Les porte-avions  pourraient remplacer les bases militaires russes à l’étranger, vue la situation incertaine autour de la location de ces dernières, a estimé le chef par intérim de l’Aviation navale, le général Igor Kojine dans une interview accordée le 14 juillet à la radio Echo de Moscou.

« Il est beaucoup plus efficace d’avoir un aérodrome flottant capable de se rapprocher de l’Afrique, des États-Unis ou de toute autre région, plutôt que d’avoir un réseau de bases qui, compte tenu de l’actuelle situation instable, peuvent disparaître à tout moment », a affirmé le général en faisant référence aux problèmes de la location des bases russe au Tadjikistan et au Kirghizstan, ainsi que de celle du radar de Gabala (Aserbaïdjan).

Le 12 juillet, le Tadjikistan avait annoncé qu’il entendait  imposer un loyer d’au moins 250 millions de dollars par an pour la présence sur son territoire de la 201e base militaire russe.

Le ministre kirghiz de la Défense Taalaïbek Omouraliev avait également annoncé le 11 juillet que le Kirghizstan entendait augmenter le loyer de trois des quatre bases militaires russes déployées sur son territoire à partir de 2014.

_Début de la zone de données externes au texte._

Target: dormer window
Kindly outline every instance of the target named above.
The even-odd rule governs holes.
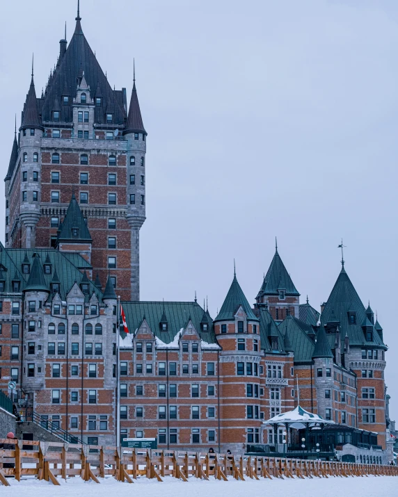
[[[43,268],[45,275],[51,275],[51,264],[45,264]]]
[[[355,312],[349,312],[349,323],[350,325],[356,325],[356,314]]]
[[[53,293],[59,293],[59,283],[51,283],[51,289]]]

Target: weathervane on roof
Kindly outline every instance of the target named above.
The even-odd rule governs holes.
[[[343,239],[342,238],[342,243],[340,243],[340,245],[337,245],[337,248],[341,248],[341,250],[342,250],[342,266],[343,266],[343,268],[344,267],[344,262],[345,262],[344,257],[343,249],[344,248],[345,246],[346,245],[343,245]]]

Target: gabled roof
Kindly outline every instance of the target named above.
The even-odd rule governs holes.
[[[355,324],[349,322],[349,311],[355,313]],[[347,331],[350,347],[362,346],[366,343],[384,348],[378,333],[372,334],[373,341],[365,341],[361,325],[366,317],[365,306],[343,266],[321,316],[321,323],[322,325],[332,322],[338,324],[342,336],[345,336]],[[369,323],[369,326],[374,327],[370,321]],[[333,337],[331,337],[331,341],[333,343]]]
[[[255,316],[244,293],[241,288],[237,275],[234,275],[234,279],[225,297],[225,300],[218,315],[214,320],[216,321],[234,320],[234,316],[239,307],[241,306],[247,315],[247,318],[250,320],[258,320]]]
[[[204,309],[196,302],[123,302],[126,322],[131,333],[138,329],[143,316],[145,316],[151,330],[164,343],[174,341],[175,336],[186,327],[189,318],[202,339],[208,343],[216,343],[212,323],[207,332],[201,332],[200,320]],[[163,313],[167,316],[167,331],[159,328]],[[124,338],[125,334],[120,336]]]
[[[31,85],[29,86],[29,91],[26,95],[26,100],[24,106],[22,124],[19,129],[25,129],[26,128],[37,128],[44,131],[38,109],[38,101],[36,99],[36,92],[35,90],[33,74],[31,80]]]
[[[317,335],[317,341],[315,343],[315,348],[314,348],[314,352],[312,353],[312,359],[317,359],[319,357],[324,358],[333,358],[333,354],[332,352],[332,349],[328,341],[328,337],[326,336],[326,332],[323,326],[319,327],[319,330],[318,334]]]
[[[13,149],[11,150],[11,156],[10,157],[10,163],[8,165],[8,169],[7,170],[7,174],[4,181],[10,179],[13,177],[13,173],[14,172],[14,169],[15,168],[15,165],[17,163],[17,159],[18,158],[18,142],[17,141],[17,133],[14,136],[14,142],[13,142]]]
[[[72,236],[72,229],[73,228],[79,229],[77,236]],[[75,243],[93,241],[74,193],[72,194],[72,198],[62,223],[62,227],[58,234],[57,243],[65,241]]]
[[[67,91],[68,95],[74,97],[83,72],[90,88],[91,97],[95,98],[97,92],[101,92],[102,105],[95,108],[95,123],[106,124],[106,109],[111,108],[113,114],[113,125],[125,128],[127,118],[125,109],[119,103],[117,92],[111,88],[83,34],[80,19],[77,20],[74,33],[59,67],[49,81],[42,109],[43,121],[52,121],[54,102],[56,100],[62,101],[64,92]],[[69,105],[61,106],[61,121],[72,121],[72,99],[70,99]]]
[[[49,293],[48,286],[45,279],[42,261],[38,254],[33,254],[33,263],[32,264],[28,282],[24,290],[26,292],[45,291]]]
[[[129,115],[127,117],[127,124],[126,129],[123,131],[125,135],[127,133],[144,133],[147,132],[144,128],[144,123],[141,117],[141,111],[140,110],[140,104],[138,103],[138,97],[137,96],[137,90],[136,88],[136,81],[133,84],[133,90],[132,92],[132,98],[130,100],[130,106],[129,108]]]
[[[276,248],[271,266],[262,282],[260,293],[261,295],[277,295],[279,290],[285,290],[286,295],[300,295],[286,270],[278,252],[278,248]]]

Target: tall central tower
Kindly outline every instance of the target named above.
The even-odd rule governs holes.
[[[40,97],[32,67],[5,179],[6,246],[59,249],[74,194],[93,238],[82,254],[93,277],[104,288],[109,274],[117,295],[138,300],[147,133],[135,74],[128,106],[126,89],[112,89],[90,47],[79,10],[69,45],[65,38]],[[79,231],[70,231],[70,252]],[[67,242],[63,232],[63,252]]]

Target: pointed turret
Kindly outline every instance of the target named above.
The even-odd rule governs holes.
[[[115,288],[112,284],[111,280],[111,277],[108,275],[108,279],[106,280],[106,286],[105,286],[105,290],[104,291],[104,295],[102,295],[102,300],[106,300],[107,299],[117,300],[116,294],[115,293]]]
[[[18,142],[17,141],[17,130],[14,135],[14,142],[13,142],[13,149],[11,150],[11,156],[10,157],[10,163],[8,165],[8,170],[7,170],[7,175],[4,179],[6,181],[8,179],[10,179],[13,177],[13,173],[14,172],[14,169],[15,168],[15,164],[17,163],[17,159],[18,158]]]
[[[319,331],[317,335],[317,342],[312,354],[312,359],[328,358],[333,359],[333,354],[329,345],[326,332],[323,326],[319,327]]]
[[[239,307],[242,307],[244,311],[247,315],[247,318],[250,320],[254,320],[258,321],[258,318],[255,316],[250,304],[246,299],[245,294],[243,293],[241,288],[238,280],[237,279],[237,275],[234,274],[234,279],[232,279],[232,283],[228,290],[227,296],[218,315],[214,320],[216,321],[225,321],[225,320],[234,320],[235,314]]]
[[[33,81],[33,70],[31,85],[28,95],[26,95],[26,100],[24,108],[24,118],[19,130],[26,129],[26,128],[35,128],[44,131],[38,109],[38,101],[36,99],[35,83]]]
[[[49,293],[47,285],[45,279],[43,268],[40,263],[40,258],[38,254],[35,254],[33,256],[33,263],[32,269],[29,274],[28,283],[24,289],[24,291],[39,291],[47,292]]]
[[[62,228],[58,234],[57,245],[65,241],[90,243],[93,241],[74,193],[72,194]]]
[[[123,131],[123,134],[126,135],[128,133],[143,133],[145,135],[147,134],[145,129],[144,128],[144,123],[143,122],[140,104],[138,103],[138,97],[137,96],[135,74],[133,90],[132,91],[132,98],[130,99],[130,106],[129,108],[127,124],[126,129]]]

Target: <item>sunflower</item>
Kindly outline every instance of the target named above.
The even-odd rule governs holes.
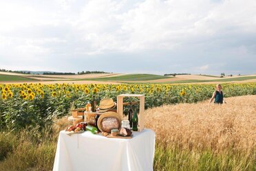
[[[3,99],[3,100],[7,99],[7,96],[6,96],[6,95],[5,93],[3,93],[2,94],[2,99]]]
[[[33,95],[33,94],[30,94],[28,95],[28,98],[30,100],[33,100],[34,96]]]
[[[186,95],[186,92],[184,89],[182,89],[180,93],[180,96],[183,96]]]
[[[89,90],[88,89],[85,89],[85,93],[87,94],[89,94]]]
[[[98,89],[96,87],[95,87],[95,88],[94,89],[94,93],[98,93]]]
[[[32,91],[30,89],[28,89],[28,93],[30,94]]]
[[[55,91],[52,92],[52,96],[53,96],[53,97],[56,97],[56,95],[57,95],[57,93]]]
[[[43,98],[45,97],[45,93],[43,93],[43,91],[41,91],[41,92],[40,93],[40,95],[41,95],[41,97],[42,98]]]
[[[8,93],[8,96],[9,96],[9,98],[12,98],[12,96],[13,96],[13,93],[12,93],[12,92],[10,92],[10,93]]]
[[[23,98],[24,100],[26,100],[26,99],[28,98],[28,95],[27,95],[26,93],[24,93],[24,94],[23,94]]]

La base russe au Kirghizstan.

Il s’agit d’un centre d’essai de matériels sous-marins de Karakol (situé au bord du lac d’Issyk Koul), du centre de liaison de la Marine russe de Kara-Balta (58 km à l’ouest de Bichkek) et du laboratoire radio-sismologique de Maïli-Suu (région de Djalalabad, sud).

Cette décision d’augmenter le loyer ne concerne pas la base aérienne de Kant située près de Bichkek, qui fonctionne pour le compte de l’Organisation du Traité de sécurité collective (OTSC: Arménie, Biélorussie, Kazakhstan, Kirghizstan, Ouzbékistan, Russie et Tadjikistan). En vertu des accords signés dans le cadre de l’OTSC, le Kirghizstan ne peut pas prélever de loyer sur des sites militaires utilisés par cette organisation que certains analystes qualifient « d’Otan russe ».

Selon une autre information diffusée début mars, l’Azerbaïdjan aurait décidé de porter de 7 à 300 millions de dollars le loyer annuel du radar de Gabala, loué par la Russie. Des négociations sont poursuivies jusqu’à présent.

La Russie ne possède à ce jour qu’un seul porte-avions, l’Amiral Kouznetsov (photo), qui est opérationnel depuis 1995 (les États-Unis en possèdent 11). Il embarque des Soukhoï Su-33 et Su-25, et des hélicoptères Kamov Ka-27. L’absence de catapulte limite le poids au décollage et les possibilités opérationnelles de ces avions qui sont essentiellement destinés à des missions d’interception avec des missiles air-air R-27 et R-73.

La Marine russe a planifié la construction d’un second porte-avions après 2015. L’objectif étant de disposer à moyen terme d’un groupe aéronaval dans chacune des flottes du Pacifique et du Nord. À plus long terme (20 ou 30 ans), la cible est de 3 porte-avions par groupe aéronaval, soit 6 au total. Cependant depuis la crise économique qui a secoué les institutions financières, les incertitudes dans le projet conduisent plutôt a la construction de 4 portes-avions nucléaires.